My cavalry headed off to the right to cover the arrival of Rick’s 15 Corps and menace any Prussians arriving in road column. It turned out all of the Prussian reinforcements chose to march onto the table deployed, so Rick’s French were able to get into the objective town of
Poupry without a shot fired. He deployed the
French Foreign Legion (our best unit) in the town and the Germans never tried
to recapture it. This gave us a tie. All of the other fighting was our attempt
to grab another of the three objective towns to secure a victory.
The carnage continued on our left between French 16 Corps and Bavarian I Corps. Prussians marched into the central town of
Lumeau and their
accompanying artillery helped rout a French brigade that was firing into
I managed to get a brigade of rear echelon regulars (the only kind I had) around the Bavarian right and they started shooting up the gun line, forcing artillery to limber and retire. This was not done without loss. By the end of the game they had got entirely behind Loigny but fire from displaced artillery and infantry in the town took them front, flank and center. High dice saw them routed at game end. But their pressure had induced Ken to send an infantry brigade out to charge the French. The charge was stopped cold by rifle fire but hot Bavarian return fire saw the last whole French unit become spent. Then the French in the area combined fire on the Bavarian unit. Flanking mitrailleuse, rifles from the front and overhead artillery from 2 battalions of guns fired a hail of shot. A low roll saw the Bavarians just survive but it wouldn’t last.
Not to be outdone in the insane heroics department, I sent the Papal Zouaves charging down the road in column to assault the center objective town, Lumeau. After doing this I started adding up the likely modifiers and realized the charge was hopeless. It was moot: the Krupp guns in the town and the Prussian infantry stopped the assault with a withering blast of fire that cut down half of the Zouaves. Lesson learned: no frontal charges on Krupp guns unless they have been silenced. The final French fire phase saw a couple high dice rolls that emptied the cartridge boxes and limber chests of much of the French line. Mid-game we began using .32 shells to indicate this. I plan on replacing them with .22 shells since they are a tad smaller. Running low on ammo usually means the enemy drop like flies and this was the case.
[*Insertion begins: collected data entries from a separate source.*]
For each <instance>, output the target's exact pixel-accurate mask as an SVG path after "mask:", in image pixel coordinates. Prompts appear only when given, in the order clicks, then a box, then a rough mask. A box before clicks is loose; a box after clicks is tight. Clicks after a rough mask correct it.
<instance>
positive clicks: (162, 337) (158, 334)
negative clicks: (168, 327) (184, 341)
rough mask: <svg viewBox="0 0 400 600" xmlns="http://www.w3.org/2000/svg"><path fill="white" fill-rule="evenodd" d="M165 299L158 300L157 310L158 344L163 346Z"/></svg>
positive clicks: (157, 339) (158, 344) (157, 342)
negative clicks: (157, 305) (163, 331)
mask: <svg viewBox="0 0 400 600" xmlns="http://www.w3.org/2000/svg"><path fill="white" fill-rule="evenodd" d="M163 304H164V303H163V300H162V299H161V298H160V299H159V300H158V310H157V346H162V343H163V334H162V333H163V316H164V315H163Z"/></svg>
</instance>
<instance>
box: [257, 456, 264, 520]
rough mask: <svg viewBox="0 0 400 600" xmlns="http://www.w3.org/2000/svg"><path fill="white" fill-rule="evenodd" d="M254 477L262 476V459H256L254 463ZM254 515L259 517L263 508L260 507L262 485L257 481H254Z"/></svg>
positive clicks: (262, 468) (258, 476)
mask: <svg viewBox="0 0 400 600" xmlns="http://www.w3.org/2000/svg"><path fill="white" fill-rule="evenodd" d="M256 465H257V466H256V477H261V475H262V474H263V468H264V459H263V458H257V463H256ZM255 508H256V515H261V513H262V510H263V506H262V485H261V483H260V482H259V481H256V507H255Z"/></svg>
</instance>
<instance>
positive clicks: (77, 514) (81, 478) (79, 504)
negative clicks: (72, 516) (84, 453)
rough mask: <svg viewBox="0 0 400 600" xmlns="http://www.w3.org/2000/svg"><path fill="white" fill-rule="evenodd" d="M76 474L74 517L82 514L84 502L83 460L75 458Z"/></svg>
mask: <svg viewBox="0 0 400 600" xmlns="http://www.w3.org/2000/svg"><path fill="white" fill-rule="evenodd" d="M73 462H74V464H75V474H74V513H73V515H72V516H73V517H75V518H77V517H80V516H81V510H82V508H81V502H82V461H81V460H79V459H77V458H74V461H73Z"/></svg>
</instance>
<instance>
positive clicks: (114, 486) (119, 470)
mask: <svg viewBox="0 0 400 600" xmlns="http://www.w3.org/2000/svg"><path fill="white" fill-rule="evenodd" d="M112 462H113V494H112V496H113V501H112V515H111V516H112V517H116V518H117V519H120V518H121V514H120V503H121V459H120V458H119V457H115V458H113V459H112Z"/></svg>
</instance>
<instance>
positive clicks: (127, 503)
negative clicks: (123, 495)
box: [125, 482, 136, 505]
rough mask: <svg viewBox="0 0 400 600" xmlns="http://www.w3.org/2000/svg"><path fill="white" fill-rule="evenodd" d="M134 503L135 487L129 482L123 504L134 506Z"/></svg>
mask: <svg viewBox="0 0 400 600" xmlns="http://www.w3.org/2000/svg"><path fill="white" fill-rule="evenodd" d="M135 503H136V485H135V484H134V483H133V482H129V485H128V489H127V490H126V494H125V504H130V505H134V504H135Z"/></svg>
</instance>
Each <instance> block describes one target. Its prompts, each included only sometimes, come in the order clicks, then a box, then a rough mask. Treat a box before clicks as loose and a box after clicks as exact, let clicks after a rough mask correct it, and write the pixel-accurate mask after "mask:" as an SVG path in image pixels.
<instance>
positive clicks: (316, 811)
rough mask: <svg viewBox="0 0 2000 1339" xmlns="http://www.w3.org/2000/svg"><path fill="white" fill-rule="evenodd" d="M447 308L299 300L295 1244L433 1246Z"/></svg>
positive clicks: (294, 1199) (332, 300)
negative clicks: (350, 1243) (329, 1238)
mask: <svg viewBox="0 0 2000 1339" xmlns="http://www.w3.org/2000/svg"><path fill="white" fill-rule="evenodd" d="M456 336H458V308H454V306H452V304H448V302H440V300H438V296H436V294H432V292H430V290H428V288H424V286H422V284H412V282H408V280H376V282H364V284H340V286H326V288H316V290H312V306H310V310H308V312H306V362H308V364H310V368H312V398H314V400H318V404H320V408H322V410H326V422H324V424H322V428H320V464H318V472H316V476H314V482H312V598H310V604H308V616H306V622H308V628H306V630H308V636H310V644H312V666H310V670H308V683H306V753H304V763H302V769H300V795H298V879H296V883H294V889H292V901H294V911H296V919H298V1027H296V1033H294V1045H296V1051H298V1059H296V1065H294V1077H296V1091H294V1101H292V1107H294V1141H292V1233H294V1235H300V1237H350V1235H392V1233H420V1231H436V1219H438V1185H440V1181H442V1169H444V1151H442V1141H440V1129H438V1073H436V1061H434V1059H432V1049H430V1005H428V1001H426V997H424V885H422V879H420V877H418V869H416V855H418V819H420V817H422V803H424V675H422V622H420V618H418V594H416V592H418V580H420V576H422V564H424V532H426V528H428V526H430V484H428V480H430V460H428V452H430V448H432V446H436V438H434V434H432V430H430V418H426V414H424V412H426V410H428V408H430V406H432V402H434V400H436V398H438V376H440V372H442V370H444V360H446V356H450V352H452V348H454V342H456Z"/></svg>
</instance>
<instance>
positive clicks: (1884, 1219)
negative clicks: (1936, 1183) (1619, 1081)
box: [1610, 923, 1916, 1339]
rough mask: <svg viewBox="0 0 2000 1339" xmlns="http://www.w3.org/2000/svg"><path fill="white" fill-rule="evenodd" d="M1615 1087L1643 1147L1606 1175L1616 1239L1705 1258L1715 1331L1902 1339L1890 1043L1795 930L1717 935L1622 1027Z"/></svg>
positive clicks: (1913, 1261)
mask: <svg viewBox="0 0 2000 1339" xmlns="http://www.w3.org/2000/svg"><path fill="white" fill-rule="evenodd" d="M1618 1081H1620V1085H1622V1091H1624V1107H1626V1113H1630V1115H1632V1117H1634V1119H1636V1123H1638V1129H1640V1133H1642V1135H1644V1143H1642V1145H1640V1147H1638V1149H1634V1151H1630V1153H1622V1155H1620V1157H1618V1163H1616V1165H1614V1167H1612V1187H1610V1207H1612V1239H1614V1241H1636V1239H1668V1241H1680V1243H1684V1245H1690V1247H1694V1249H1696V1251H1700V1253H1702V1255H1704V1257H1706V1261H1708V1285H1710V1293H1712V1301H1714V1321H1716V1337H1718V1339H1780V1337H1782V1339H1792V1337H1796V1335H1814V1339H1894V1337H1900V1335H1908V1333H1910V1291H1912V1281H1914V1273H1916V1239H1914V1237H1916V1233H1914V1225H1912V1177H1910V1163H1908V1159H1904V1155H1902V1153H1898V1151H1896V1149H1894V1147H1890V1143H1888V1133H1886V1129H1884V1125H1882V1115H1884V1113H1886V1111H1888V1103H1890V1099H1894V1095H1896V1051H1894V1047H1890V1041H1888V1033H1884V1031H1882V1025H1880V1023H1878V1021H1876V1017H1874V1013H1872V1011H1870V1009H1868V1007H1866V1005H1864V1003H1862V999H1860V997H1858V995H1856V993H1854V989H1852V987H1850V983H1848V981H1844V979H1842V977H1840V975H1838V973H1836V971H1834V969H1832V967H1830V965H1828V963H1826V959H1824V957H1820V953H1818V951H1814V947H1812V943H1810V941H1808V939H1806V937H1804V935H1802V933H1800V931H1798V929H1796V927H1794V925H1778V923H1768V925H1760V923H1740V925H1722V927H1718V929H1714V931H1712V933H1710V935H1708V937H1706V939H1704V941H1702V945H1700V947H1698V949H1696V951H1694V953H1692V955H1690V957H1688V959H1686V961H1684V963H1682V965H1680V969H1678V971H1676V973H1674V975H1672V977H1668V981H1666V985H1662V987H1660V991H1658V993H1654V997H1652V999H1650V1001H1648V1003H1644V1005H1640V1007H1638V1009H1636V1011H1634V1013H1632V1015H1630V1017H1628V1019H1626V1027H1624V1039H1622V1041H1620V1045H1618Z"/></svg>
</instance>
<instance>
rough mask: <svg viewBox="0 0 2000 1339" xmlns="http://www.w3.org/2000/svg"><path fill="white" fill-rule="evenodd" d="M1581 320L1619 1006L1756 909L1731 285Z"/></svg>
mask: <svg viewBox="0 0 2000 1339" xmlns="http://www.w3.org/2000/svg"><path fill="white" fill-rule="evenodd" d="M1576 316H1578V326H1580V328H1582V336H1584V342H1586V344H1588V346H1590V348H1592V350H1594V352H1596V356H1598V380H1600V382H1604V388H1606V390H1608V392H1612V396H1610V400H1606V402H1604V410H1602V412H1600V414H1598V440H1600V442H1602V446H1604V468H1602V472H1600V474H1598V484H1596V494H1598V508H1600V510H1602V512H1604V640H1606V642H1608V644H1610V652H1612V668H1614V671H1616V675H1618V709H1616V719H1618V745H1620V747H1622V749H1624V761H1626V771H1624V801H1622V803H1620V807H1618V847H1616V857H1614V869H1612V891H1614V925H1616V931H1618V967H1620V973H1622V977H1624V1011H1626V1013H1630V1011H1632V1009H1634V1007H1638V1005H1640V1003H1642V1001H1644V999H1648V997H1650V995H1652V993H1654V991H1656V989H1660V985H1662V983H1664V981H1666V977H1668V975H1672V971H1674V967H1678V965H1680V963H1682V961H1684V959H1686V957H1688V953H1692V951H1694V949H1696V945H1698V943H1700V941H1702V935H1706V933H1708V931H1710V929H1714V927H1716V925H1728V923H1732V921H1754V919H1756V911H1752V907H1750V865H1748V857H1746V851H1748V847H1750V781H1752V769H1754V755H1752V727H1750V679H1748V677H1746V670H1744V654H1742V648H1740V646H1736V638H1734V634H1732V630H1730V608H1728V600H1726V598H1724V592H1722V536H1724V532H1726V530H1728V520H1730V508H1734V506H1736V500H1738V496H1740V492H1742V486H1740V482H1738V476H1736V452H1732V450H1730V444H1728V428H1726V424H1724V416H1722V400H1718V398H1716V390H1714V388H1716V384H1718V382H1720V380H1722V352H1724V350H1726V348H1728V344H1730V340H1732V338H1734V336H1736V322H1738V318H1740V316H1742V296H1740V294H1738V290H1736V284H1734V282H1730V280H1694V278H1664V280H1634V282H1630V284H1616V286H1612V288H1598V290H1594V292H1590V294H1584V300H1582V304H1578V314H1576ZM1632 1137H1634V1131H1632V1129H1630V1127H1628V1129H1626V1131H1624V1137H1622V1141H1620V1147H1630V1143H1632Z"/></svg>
I may stick with the old camera since I’m used to it. But this is the second time I’ve been surprised to see how few photos were taken.
All this bloodshed produced a tie. That result had been obvious from the 6th turn. We could have had that result with far fewer casualties. But I had the bit between my teeth and was channeling my inner Douglas Haig, my inner Mangin (the butcher). Well, this is a dress rehearsal for the Great War, no?
The French 16 Corps and the Bavarian I Corps were both below 50% effectives. French losses were 18 infantry (and 3 ran away) of 61, 1 artillery gone (of 6). Our 5 cavalry and 2 mitrailleuses were intact. The Germans lost 10 infantry (of 36), 1 artillery (of 7) and 5 cavalry with the remaining one run away. We played 10 turns (and 1 night turn) in little under 4 hours, 30 minutes. Some of that time was wasted taking photos that didn’t come out. One big plus: dinner was paella followed by a fig cake courtesy of my wife. Several Fencibles have birthdays coming in the next few weeks and she thought they should be celebrated. And so they were.
Our campaign so far has 3 ties, 1 French win and 5 German wins. We have 3 or 4 battles to go. If I can pull out one more French win I’ll be happy since that’s one better than they actually managed. Once that’s done I’ll go on to show the Prussians to fear Austrian stoss tactic. You bet. Hey, the Austrians are painted, a mix of white coats and grey overcoats.